For my column this month, I’m borrowing from the correspondent who had inspired my March column with his statement: “I try to do a good deed every day.” An insightful concept, I reasoned, one with a path forward for the good of self and the world. I wrote about it, and some readers wrote back to me that they had thought about it. I hope they are continuing to do so.
Now, with a little twist on the notion, I propose this statement: What did you learn today? That idea harkens back to table talk at dinners held in my growing-up home, so many years ago, when I and my brother, having sat politely quiet while our parents exchanged thoughts on the day’s news and activities, would at some point, feel the heat of our father’s gaze sweep around the table. Usually, that gaze fell directly on me. My brother, dear as he was as the elder, and the son (that’s a topic for another column), my father assumed, I suspect, that a typical chatterbox elementary school child would provide more lively commentary than a predictably taciturn teenager more interested in social-izing than social studies. With seriousness of purpose in his voice, but a playful smile on his lips, my father would inquire of me, “And what did you learn today?”

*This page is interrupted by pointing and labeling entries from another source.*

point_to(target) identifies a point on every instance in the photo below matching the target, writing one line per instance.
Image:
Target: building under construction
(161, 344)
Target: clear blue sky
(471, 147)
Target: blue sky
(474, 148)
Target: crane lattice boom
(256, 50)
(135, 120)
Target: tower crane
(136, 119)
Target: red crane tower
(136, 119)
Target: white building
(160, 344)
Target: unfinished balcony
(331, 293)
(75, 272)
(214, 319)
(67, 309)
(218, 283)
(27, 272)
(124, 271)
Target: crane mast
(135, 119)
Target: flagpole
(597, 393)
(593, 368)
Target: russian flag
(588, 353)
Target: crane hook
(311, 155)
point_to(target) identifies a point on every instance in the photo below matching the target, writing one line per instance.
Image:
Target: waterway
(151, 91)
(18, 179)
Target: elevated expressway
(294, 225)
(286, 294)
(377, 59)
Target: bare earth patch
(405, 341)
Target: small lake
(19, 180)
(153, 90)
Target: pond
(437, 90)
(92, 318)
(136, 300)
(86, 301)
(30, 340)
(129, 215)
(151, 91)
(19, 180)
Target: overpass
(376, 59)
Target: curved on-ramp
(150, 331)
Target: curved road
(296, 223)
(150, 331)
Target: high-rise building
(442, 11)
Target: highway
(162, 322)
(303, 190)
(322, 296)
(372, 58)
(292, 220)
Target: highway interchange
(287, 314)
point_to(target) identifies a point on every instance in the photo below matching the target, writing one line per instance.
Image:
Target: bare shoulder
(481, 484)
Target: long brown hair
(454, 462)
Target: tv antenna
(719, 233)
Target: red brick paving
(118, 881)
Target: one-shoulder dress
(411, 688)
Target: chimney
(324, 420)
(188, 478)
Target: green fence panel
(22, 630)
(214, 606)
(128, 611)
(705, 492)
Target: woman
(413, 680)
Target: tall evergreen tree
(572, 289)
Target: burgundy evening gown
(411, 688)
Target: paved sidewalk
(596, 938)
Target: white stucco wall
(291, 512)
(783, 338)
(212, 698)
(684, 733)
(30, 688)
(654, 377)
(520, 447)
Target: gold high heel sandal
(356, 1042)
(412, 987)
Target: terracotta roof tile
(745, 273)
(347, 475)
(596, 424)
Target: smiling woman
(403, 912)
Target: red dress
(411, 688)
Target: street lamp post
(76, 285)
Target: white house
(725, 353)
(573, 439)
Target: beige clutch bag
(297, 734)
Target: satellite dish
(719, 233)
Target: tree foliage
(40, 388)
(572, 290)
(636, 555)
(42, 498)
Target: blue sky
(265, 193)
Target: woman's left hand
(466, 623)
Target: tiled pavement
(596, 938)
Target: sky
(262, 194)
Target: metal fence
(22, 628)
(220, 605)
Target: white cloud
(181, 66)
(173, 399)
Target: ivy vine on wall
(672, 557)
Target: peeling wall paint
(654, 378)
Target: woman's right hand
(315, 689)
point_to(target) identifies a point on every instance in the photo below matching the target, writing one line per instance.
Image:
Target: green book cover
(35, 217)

Not the least bit shy — eager, in fact, to burst forth with unrestrained release about what Miss Stehlinger had said in school that day, or that I was the leader of the line to the lunch room, or that Taffy, my beloved orange tabby, was hiding under my quilt and I couldn’t find him for a long time, and I was so worried. “But what did you learn today?” my father would press on. What I learned, finally, after many such awkward moments, was to come to dinner prepared with something substantive I’d learned.

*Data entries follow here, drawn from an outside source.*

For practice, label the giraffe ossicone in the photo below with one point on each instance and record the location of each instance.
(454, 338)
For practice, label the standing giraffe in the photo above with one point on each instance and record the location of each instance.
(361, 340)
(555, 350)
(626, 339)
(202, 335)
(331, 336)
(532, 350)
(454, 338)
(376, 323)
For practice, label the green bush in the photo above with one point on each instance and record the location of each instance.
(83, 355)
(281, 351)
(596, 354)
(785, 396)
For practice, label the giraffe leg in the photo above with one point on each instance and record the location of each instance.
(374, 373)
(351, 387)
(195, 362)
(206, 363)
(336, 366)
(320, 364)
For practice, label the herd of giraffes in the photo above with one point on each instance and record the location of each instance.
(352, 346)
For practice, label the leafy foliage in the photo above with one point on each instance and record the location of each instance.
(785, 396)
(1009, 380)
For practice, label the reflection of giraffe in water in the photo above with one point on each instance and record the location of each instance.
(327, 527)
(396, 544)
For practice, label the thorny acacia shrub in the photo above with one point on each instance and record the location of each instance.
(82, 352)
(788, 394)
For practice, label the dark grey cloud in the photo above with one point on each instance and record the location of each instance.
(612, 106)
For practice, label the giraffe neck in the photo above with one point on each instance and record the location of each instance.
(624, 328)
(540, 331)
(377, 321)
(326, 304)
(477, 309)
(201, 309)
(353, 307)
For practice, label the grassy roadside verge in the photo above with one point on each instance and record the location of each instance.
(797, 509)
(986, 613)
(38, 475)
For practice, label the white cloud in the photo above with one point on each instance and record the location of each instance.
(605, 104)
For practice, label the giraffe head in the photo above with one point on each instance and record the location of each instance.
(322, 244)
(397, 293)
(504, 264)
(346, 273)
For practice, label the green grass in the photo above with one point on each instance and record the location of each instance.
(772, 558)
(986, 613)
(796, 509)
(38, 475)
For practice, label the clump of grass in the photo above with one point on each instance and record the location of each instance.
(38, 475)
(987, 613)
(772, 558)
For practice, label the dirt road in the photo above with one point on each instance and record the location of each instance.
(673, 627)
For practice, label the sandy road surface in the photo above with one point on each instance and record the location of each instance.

These days, I don’t seek a daily learning lesson, but oddly, lessons surface, often unexpectedly in places equally odd — like, for example, at the Purim party at our shul last month, held early on a Friday evening, followed by a Shabbat service. Absent a few plans with my friend Judith, or visiting family over holiday weekends, I’ve attended virtually every Shabbat service — Friday evening and Saturday morning for the past five years — three as the shul’s vice president, two as president. (No applause necessary.)

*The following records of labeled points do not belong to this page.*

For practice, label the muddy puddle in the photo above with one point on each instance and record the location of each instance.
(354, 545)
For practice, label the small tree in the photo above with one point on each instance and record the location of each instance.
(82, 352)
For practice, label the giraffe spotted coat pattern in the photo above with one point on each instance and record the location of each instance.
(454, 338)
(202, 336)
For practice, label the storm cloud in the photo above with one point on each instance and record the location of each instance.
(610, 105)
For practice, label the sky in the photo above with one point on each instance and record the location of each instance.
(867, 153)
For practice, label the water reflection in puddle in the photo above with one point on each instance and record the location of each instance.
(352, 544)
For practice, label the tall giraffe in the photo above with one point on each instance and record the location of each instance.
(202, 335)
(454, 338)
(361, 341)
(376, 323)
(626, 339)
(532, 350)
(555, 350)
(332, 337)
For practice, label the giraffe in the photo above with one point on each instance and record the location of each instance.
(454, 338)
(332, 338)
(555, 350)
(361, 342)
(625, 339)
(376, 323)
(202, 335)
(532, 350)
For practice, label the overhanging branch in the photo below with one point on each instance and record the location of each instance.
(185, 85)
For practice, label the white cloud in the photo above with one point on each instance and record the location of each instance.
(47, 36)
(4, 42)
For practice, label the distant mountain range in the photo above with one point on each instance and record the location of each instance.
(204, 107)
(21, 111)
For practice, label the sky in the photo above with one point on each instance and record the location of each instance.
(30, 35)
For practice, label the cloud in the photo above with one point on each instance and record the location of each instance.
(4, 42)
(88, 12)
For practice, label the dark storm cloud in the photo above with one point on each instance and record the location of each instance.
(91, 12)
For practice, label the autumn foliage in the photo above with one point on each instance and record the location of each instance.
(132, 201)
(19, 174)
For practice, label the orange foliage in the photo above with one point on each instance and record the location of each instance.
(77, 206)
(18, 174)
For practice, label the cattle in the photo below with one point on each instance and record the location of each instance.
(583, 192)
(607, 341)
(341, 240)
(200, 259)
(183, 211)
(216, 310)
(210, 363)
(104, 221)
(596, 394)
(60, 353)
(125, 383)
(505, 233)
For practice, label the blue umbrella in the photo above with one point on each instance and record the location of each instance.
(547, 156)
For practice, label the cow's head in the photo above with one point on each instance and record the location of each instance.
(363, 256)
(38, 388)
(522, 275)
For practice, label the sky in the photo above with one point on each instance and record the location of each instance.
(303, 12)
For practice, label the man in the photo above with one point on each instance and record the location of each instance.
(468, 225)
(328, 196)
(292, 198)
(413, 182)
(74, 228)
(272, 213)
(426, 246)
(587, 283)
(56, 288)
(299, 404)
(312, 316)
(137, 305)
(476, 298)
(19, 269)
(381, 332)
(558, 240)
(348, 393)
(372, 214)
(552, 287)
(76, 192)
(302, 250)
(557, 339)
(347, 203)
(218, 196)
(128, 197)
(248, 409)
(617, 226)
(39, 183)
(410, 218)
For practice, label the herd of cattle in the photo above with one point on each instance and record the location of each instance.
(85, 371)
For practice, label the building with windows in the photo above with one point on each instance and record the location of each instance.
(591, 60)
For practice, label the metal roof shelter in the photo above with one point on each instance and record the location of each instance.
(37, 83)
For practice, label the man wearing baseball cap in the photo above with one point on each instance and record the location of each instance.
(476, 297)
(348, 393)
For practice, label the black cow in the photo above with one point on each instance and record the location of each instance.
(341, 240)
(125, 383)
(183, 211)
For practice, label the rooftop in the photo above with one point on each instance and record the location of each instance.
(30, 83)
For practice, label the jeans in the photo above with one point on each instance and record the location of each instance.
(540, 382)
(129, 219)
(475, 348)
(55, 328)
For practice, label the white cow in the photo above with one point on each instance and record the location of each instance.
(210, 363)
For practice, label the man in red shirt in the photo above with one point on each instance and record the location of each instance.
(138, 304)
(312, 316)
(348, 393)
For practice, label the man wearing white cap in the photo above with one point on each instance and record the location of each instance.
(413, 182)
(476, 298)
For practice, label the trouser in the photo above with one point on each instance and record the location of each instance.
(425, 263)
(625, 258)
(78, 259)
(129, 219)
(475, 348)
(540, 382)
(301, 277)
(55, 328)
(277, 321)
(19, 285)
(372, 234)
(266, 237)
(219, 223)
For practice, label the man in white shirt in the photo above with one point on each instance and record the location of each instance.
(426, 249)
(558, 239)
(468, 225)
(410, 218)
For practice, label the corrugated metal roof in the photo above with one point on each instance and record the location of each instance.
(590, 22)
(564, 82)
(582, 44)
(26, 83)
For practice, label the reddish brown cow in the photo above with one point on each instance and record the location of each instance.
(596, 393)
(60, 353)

So there we were, Queen Esthers in crown or tiara, Hamans in black, plus a Superman, a gangster, and various souvenir T-shirts, hats and all manner of unidentifiable get-ups devised by persons at the shul and online. Reading the Megillah of Esther in Purim costumes was certainly appropriate considering the cast of characters appearing in the ancient story. Even the wine — the real stuff, and yes, more than a quick swallow —not the usual thimble-sized cups of Kedem grape juice — was in keeping with Purim’s uninhibited revelry.
Not that there aren’t lessons to be learned from celebrations of Purim with Queen Esther’s bravery and commitment to saving the Jewish people. But my lesson came as a result of a brief observation during the Shabbat service that followed. Of course, everyone was still attired in outlandish costumes, Rabbi Gadi himself in a cross-cultural Hawaiian shirt and gargantuan sombrero hat. Nevertheless, he took his tallit in hand, kissed it, quietly recited the blessing, and slipped it around his shoulders in a symbolic act of Jewish identity, tradition and closeness to God.
In the past, I’ve often found fault with bluejeans worn at services, baseball hats instead of yarmulkas, Bermuda shorts on summer days. I learned that night that wardrobe choices do not reflect spirituality, piousness, or the lack thereof. Rabbi Gadi, in his loud shirt and ridiculous head covering led the prayerful Esthers and Hamans, never doubting their devotion to faith — and I never doubting the rabbi’s sincerity to invoke the name of God or deliver God’s message evident within the weekly parsha.
I’ve always felt that prayer is a viable communication anywhere — in the sanctuary, on a walk, at the water’s edge, sitting on your front porch, in bed as you close your eyes for the night. My Purim lesson is this: The appropriate dress for prayer is not how you wrap your body, but how you unwrap your heart.